- Oltre il linguaggio della crisi
Viviamo in un’epoca di crisi. Ma la crisi è diventata un luogo comune. La crisi è ovunque. La crisi è
economica. La crisi è ecologica. La crisi era la pandemia e la crisi oggi è la guerra. La crisi è
ovunque perché la crisi è la normalità, la crisi è inscritta nel meccanismo stesso di accumulazione
capitalistica. È il modo di produzione capitalistico che produce la crisi. Lo abbiamo sempre saputo
eppure sempre ci sorprende.
Perché l’essenza della crisi sta nella trasformazione radicale cui ci obbliga il modo di produzione in
cui viviamo. Una trasformazione incessante che movimenta le nostre vite, le cambia prima
lentamente, poi repentinamente, mettendo sempre in discussione ogni sicurezza. Solo la sicurezza
del profitto resta immobile a guidare la nostra danza collettiva sull’orlo del vulcano.

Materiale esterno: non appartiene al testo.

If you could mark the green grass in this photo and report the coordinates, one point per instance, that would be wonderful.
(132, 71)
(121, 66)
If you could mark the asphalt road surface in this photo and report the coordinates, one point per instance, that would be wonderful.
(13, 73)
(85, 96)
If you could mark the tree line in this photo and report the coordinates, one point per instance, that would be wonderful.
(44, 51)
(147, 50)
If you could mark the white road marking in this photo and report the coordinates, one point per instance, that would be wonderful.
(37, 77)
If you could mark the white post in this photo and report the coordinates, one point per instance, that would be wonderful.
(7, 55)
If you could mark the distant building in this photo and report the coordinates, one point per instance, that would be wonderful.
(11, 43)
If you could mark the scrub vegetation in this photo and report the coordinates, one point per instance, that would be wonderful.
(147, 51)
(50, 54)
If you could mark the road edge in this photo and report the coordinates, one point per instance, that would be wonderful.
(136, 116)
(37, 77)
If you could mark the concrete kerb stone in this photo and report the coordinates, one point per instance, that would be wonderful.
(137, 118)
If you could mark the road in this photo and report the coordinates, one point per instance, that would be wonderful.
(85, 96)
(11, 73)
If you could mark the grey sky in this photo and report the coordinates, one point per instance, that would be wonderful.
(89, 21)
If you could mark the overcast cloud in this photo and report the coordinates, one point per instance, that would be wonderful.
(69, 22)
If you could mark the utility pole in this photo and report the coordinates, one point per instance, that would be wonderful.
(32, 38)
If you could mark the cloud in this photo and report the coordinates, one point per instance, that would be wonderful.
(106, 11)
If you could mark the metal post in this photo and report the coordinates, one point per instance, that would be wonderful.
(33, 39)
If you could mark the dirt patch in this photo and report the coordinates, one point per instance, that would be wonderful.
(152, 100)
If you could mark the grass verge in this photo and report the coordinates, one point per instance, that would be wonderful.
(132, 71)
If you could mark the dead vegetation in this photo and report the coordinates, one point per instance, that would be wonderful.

La ragione per cui il modo di produzione capitalistico produce la crisi, scriveva Marx, è che, da un
lato, esso incorpora una contraddizione tra capitale e lavoro, tra la razionalizzazione economica, la
crescente efficienza produttiva e lo sfruttamento sempre più completo delle risorse umane e
naturali, cioè di individui, società e specie che non nascono per essere forza-lavoro e materia prima
al servizio del profitto ma la cui autonomia e indipendenza si perde mano a mano che il potere
politico del capitale ve le costringe, adattandole ai propri fini. Dall’altro lato, esso produce un
costante progresso nel senso di uno sviluppo tecnologico e scientifico oggettivo, benché questo
processo sia distorto dalla prima contraddizione e produca così non una maggiore emancipazione
dell’umanità dai limiti ereditati dalla tradizione e dalla natura, bensì finisca per diventare strumento
di asservimento delle classi lavoratrici e delle altre specie.
Occorre recuperare il linguaggio di Marx ed Engels quando parlavano di “contraddizione”. Anni di
anti-hegelismo postmoderno in cui si è tentato di “decostruire” questo linguaggio, di offrire “altri”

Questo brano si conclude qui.